Marking CARBON 12's 87th exhibition and Amba Sayal-Bennett's third solo exhibition with the gallery, the artist presents a series of new works. Coinciding with Art Dubai 2023, the exhibition, Architectures of Excess, continues Sayal-Bennett's exploration of translation, boundaries, and migration.
Amba Sayal-Bennett is a British-Indian artist working across drawing, projection, and sculptural installation. Her practice explores how methods of abstraction are exclusionary and performative, crafting boundaries between what is present, manifestly absent, and othered. Her recent work focuses on the architectural legacies of Modernism, tracing the migration of rational forms across the ocean to places such as Chandigarh in the Punjab, where her maternal grandparents were born. Using translation as method, she explores the movement of bodies, knowledge and form across different sites, processes inherent to the diasporic experience. Central to the struggle for modernity in PostcolonialIndia, Le Corbusier’s Chandigarh was commissioned by Nehru in 1950. This purpose-built city of clean lines and concrete surfaces was intended to look toward the future by cutting away the violence of India’s partitioned past. Sayal-Bennett is interested in these failed utopic projects and the problematic role of European Modernism in the expression of their ideologies. In this exhibition, the artist presents a new body of sculptural work that explores questions around inheritance and proposes ways to engage with this architecture and its legacies critically.

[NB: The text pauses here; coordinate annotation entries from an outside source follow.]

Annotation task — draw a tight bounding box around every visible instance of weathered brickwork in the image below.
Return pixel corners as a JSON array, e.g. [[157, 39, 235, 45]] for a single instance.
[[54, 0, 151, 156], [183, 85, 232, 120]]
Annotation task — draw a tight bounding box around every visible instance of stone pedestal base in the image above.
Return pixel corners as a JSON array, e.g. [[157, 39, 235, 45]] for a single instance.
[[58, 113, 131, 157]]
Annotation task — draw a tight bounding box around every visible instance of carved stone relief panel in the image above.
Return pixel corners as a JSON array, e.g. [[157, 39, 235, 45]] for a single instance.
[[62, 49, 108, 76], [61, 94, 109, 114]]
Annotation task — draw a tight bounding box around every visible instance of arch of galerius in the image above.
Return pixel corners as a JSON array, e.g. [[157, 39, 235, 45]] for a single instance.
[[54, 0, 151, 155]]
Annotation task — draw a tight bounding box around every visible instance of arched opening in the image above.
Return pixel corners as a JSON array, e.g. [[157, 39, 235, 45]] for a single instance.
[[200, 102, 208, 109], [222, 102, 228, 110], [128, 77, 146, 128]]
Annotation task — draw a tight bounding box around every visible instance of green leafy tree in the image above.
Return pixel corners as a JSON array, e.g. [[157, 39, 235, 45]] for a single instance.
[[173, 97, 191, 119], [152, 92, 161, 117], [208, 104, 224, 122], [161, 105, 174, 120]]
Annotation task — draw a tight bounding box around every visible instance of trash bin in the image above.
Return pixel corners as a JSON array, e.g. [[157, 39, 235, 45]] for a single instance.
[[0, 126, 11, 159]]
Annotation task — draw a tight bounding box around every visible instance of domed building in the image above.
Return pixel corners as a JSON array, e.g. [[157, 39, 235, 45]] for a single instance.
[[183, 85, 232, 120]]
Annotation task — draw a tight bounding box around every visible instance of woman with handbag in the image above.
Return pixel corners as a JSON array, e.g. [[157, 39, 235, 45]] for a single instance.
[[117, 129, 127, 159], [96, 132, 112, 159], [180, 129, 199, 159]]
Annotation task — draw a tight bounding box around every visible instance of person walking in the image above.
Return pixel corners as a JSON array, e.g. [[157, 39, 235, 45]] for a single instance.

Honed like a tool to follow function and need, Modernism rejected ornament as an unnecessary appendage. Sayal-Bennett’s 3D printed, mild-steel sculptures respond to these instances of exclusion. The sculptures incorporate elements from Moghul miniatures, flower motifs that overgrow their steel frames. Sayal-Bennett employs ornament, Modernism’s repressed element, as an irritant to act against the rigidity of sanitised geometries. The botanical forms register fullness, rejecting both ubiquitous whiteness and sterile emptiness, making space for an encounter between the symbolic order of Modernism and that which threatens its stability. In these pieces, form does not follow function but instead dictates the work’s development. Ornamental motifs become autonomous, free-standing structures, fabricated using the same digital methods that have ushered in an ornamental renaissance within contemporary architectural practice.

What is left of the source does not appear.